| Copyright | (c) Adam Conner-Sax 2019 |
|---|---|
| License | BSD-3-Clause |
| Maintainer | adam_conner_sax@yahoo.com |
| Stability | experimental |
| Safe Haskell | Safe-Inferred |
| Language | Haskell2010 |
Control.MapReduce.Engines.Streamly
Description
map-reduce engine (fold builder) using Streamly streams as its intermediate and return type.
Notes:
1. These are polymorphic in the return stream type. Thought the streams do have to be serial when groupBy is called
So you have to specify the stream type in the call or it has to be inferrable from the use of the result.

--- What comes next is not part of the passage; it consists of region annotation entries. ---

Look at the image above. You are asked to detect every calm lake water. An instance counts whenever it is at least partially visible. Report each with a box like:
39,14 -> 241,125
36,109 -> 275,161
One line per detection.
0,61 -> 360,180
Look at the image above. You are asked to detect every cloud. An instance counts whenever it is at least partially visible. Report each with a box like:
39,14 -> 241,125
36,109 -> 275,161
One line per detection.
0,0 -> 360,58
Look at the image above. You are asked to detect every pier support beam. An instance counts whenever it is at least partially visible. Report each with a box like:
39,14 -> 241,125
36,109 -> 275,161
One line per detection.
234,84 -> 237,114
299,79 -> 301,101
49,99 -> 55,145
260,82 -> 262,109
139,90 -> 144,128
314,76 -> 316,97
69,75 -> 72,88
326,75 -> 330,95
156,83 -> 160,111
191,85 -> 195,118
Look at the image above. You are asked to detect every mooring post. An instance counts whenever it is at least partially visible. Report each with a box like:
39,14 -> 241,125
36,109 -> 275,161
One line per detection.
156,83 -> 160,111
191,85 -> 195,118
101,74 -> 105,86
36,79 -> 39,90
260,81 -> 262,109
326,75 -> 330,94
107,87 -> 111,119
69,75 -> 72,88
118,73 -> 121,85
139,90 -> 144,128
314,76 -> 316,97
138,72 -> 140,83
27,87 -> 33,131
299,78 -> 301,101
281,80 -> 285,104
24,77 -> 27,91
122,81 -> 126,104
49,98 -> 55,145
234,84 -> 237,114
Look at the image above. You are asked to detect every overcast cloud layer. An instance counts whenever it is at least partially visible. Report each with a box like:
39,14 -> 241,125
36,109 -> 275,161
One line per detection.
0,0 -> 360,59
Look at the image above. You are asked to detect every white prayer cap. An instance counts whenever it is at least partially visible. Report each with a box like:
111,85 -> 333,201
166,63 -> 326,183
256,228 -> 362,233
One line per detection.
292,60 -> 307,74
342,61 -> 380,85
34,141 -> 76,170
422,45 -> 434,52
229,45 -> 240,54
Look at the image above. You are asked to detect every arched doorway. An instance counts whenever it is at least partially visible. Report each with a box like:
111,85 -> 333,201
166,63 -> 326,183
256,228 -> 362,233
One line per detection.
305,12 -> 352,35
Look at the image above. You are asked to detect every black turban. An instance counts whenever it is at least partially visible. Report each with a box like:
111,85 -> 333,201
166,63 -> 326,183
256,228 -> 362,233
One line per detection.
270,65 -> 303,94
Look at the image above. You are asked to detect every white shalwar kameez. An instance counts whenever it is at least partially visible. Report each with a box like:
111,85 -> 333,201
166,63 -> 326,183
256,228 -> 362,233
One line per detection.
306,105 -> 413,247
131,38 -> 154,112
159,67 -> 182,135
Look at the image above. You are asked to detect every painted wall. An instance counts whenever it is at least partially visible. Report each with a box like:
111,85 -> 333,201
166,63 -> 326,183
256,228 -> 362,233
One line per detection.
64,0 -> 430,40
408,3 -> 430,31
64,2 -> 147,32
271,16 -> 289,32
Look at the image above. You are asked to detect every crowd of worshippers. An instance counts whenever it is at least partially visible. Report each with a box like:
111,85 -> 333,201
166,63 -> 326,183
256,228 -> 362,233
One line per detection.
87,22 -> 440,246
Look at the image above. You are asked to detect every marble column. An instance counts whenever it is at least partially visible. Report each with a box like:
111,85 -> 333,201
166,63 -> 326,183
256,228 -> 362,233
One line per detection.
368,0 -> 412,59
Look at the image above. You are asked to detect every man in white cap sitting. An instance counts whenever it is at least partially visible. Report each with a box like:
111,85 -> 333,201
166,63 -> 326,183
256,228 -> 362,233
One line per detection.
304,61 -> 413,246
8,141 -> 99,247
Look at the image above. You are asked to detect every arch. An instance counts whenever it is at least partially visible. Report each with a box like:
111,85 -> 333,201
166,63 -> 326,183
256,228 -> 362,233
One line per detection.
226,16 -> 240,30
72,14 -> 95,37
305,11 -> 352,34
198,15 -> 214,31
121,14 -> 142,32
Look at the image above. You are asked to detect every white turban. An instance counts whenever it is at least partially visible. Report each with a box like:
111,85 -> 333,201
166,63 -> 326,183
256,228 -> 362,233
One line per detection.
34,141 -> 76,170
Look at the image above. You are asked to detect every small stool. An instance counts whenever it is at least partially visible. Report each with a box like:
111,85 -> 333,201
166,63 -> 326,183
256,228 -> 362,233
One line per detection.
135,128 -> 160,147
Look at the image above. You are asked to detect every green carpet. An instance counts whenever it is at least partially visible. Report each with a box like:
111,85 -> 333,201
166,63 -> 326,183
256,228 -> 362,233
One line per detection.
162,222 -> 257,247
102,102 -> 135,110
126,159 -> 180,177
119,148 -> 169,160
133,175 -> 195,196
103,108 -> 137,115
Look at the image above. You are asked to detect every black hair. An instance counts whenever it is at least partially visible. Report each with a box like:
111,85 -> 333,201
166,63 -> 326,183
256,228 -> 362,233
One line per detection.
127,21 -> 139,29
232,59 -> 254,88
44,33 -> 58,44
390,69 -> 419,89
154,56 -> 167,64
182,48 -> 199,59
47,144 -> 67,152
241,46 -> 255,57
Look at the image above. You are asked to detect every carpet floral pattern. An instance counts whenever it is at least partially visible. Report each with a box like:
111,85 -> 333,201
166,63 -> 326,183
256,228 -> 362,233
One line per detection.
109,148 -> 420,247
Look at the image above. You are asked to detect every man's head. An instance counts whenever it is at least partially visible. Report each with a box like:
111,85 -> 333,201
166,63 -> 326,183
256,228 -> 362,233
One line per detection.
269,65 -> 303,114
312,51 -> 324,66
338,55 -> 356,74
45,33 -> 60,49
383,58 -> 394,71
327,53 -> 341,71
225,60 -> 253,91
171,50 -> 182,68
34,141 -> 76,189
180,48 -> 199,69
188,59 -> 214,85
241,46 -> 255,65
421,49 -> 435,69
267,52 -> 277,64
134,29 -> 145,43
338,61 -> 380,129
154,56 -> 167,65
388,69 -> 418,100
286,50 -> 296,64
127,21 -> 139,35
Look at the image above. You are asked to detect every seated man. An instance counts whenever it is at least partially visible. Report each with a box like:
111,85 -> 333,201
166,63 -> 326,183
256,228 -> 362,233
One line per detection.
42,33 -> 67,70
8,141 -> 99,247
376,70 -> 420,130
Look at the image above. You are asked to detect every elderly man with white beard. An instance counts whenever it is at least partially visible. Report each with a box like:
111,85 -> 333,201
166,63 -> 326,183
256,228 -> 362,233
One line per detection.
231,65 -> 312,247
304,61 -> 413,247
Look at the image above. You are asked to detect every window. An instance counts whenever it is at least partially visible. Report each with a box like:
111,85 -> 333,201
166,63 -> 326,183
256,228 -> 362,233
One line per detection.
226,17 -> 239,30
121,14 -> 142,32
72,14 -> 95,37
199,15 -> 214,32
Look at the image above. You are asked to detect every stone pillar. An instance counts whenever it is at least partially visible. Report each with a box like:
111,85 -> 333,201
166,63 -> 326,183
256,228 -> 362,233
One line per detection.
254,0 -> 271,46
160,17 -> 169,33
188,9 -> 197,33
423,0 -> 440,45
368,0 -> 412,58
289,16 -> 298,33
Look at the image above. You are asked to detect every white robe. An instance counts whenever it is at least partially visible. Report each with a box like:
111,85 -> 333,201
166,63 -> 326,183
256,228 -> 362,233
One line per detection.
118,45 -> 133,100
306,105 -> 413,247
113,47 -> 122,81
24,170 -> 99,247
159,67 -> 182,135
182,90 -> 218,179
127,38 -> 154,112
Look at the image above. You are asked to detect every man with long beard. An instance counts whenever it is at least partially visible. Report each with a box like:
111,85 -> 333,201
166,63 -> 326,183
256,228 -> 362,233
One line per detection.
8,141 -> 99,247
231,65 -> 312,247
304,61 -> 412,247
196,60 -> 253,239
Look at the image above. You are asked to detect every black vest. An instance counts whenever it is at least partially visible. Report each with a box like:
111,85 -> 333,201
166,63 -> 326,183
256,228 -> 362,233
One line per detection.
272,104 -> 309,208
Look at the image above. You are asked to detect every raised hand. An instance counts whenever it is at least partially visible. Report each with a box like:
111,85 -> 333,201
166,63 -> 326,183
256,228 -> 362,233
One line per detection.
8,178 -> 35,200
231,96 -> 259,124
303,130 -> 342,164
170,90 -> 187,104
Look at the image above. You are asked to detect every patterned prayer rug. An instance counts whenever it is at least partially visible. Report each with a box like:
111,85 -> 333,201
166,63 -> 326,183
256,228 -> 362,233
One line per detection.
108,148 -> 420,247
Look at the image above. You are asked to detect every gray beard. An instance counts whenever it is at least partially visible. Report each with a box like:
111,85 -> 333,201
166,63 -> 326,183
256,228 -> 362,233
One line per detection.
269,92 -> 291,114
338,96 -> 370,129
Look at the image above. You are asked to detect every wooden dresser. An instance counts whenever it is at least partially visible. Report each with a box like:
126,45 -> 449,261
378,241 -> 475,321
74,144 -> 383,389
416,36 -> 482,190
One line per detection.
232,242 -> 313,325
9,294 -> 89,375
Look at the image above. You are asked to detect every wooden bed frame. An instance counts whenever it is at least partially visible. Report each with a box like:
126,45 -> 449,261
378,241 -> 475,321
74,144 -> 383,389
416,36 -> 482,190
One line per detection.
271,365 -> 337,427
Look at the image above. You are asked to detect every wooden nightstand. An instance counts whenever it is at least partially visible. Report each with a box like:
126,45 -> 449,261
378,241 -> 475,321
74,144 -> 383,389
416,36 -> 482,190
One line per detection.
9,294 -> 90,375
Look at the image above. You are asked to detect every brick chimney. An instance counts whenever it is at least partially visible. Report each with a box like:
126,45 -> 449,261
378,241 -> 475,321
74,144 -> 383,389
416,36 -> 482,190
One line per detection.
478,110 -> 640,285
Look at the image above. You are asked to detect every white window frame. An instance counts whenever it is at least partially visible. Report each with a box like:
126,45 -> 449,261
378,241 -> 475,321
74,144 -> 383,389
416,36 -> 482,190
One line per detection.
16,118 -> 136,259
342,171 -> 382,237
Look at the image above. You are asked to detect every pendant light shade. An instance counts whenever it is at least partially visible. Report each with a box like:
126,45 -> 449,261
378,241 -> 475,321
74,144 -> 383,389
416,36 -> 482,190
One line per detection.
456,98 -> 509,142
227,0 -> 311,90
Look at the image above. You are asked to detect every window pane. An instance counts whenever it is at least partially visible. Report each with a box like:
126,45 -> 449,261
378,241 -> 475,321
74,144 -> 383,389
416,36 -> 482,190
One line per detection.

- There is a concurrent engine here, one that uses Streamly's concurrency features to map over the stream. I've not been able to verify that this is faster on an appropriate task with appropriate runtime settings.
Synopsis
- streamlyEngine :: (Foldable g, Functor g) => (forall z. SerialT Identity (k, z) -> SerialT Identity (k, g z)) -> MapReduceFold y k c (SerialT Identity) x d
- streamlyEngineM :: (IsStream t, Monad m, MonadAsync m, Traversable g) => (forall z. SerialT m (k, z) -> SerialT m (k, g z)) -> MapReduceFoldM m y k c (t m) x d
- concurrentStreamlyEngine :: forall tIn tOut m g y k c x d. (IsStream tIn, IsStream tOut, MonadAsync m, Foldable g, Functor g) => (forall z. SerialT m (k, z) -> SerialT m (k, g z)) -> MapReduceFold y k c (tOut m) x d
- toStreamlyFold :: Monad m => Fold a b -> Fold m a b
- toStreamlyFoldM :: Functor m => FoldM m a b -> Fold m a b
- resultToList :: (Monad m, IsStream t) => t m a -> m [a]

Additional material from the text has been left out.